Factor | Data Analyst | Data Scientist |
Primary Role | Interprets existing data to find insights and trends | Builds models and algorithms to predict future outcomes |
Focus Area | Data reporting, dashboards, visualization | Machine learning, predictive modelling, AI |
Tools Used | Excel, SQL, Power BI, Tableau | Python, R, SQL, TensorFlow, machine learning libraries |
Programming Level | Basic to intermediate | Intermediate to advanced |
Mathematics Requirement | Basic statistics | Strong statistics, probability, and linear algebra |
Output | Reports, dashboards, business insights | Predictive models, AI systems, data-driven solutions |
Complexity Level | Entry-level to intermediate | Advanced |
Career Entry | Easier entry after graduation | Requires deeper technical preparation |
Growth Path | Can progress to Data Scientist or Business Analyst | Can progress to AI Engineer, ML Engineer, Research Scientist |
Since data Analyst roles are often considered an entry point or a beginning into the data field, Data Scientist positions require deeper technical expertise and stronger mathematical foundations. However, both careers offer strong growth opportunities in contemporary means.
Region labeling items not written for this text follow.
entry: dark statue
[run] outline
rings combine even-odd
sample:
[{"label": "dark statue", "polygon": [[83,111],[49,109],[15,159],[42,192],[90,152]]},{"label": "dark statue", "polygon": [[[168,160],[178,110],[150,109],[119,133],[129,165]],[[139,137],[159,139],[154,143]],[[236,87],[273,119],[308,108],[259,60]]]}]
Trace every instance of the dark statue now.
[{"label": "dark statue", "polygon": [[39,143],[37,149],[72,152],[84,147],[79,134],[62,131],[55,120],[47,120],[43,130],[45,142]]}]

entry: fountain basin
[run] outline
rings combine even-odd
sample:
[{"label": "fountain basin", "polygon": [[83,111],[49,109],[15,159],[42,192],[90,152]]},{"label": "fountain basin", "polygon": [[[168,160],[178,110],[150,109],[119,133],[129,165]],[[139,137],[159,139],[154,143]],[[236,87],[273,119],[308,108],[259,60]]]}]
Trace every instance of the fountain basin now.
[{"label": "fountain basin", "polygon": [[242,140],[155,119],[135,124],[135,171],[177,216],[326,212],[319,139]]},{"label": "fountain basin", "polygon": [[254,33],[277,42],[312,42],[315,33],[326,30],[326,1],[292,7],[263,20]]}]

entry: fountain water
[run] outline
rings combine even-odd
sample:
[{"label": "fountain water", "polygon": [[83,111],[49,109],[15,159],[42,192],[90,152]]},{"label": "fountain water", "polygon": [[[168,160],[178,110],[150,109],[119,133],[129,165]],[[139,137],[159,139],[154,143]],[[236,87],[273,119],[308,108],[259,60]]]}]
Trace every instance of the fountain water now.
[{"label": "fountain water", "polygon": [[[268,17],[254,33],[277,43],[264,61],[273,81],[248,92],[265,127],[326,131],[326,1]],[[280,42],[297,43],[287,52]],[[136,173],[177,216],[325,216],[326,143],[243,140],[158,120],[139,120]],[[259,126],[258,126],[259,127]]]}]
What are the 4 types of data science?
The main types of data science applications include:
Descriptive analytics
Diagnostic analytics
Predictive analytics
Prescriptive analytics
Conclusion
Going ahead with becoming a data scientist is not about following a single fixed path - it is about building the right combination of education, skills, and real-world experience. What truly matters is how strongly you build your foundation in mathematics, programming, and problem-solving, whether you choose B. Tech, B.Sc, BCA, or research-oriented institutes like IISER, ISI, or CMI.
Right after your 12th class, one might think about starting a career in data science, but for others, it may continue through postgraduate studies or even alternative learning paths without a traditional degree. But in every case, success in data science depends on consistent practice, curiosity, and the ability to work with real data.
Don’t feel pressured to figure everything out at once, at your beginning level. Focus on one step at a time - choose the right stream, understand entrance exams, explore courses, and start building small projects early.
Always remember that data science is not just a career; it is a way of thinking that helps you understand the world through data. And the sooner you start, the stronger your foundation will become for the future.
Also Read:
Is data science an IT job?
Yes, data science is generally considered part of the IT and tech industry, but it involves statistics, mathematics, and business analytics. It focuses on using data to solve problems, make predictions, and support decision-making.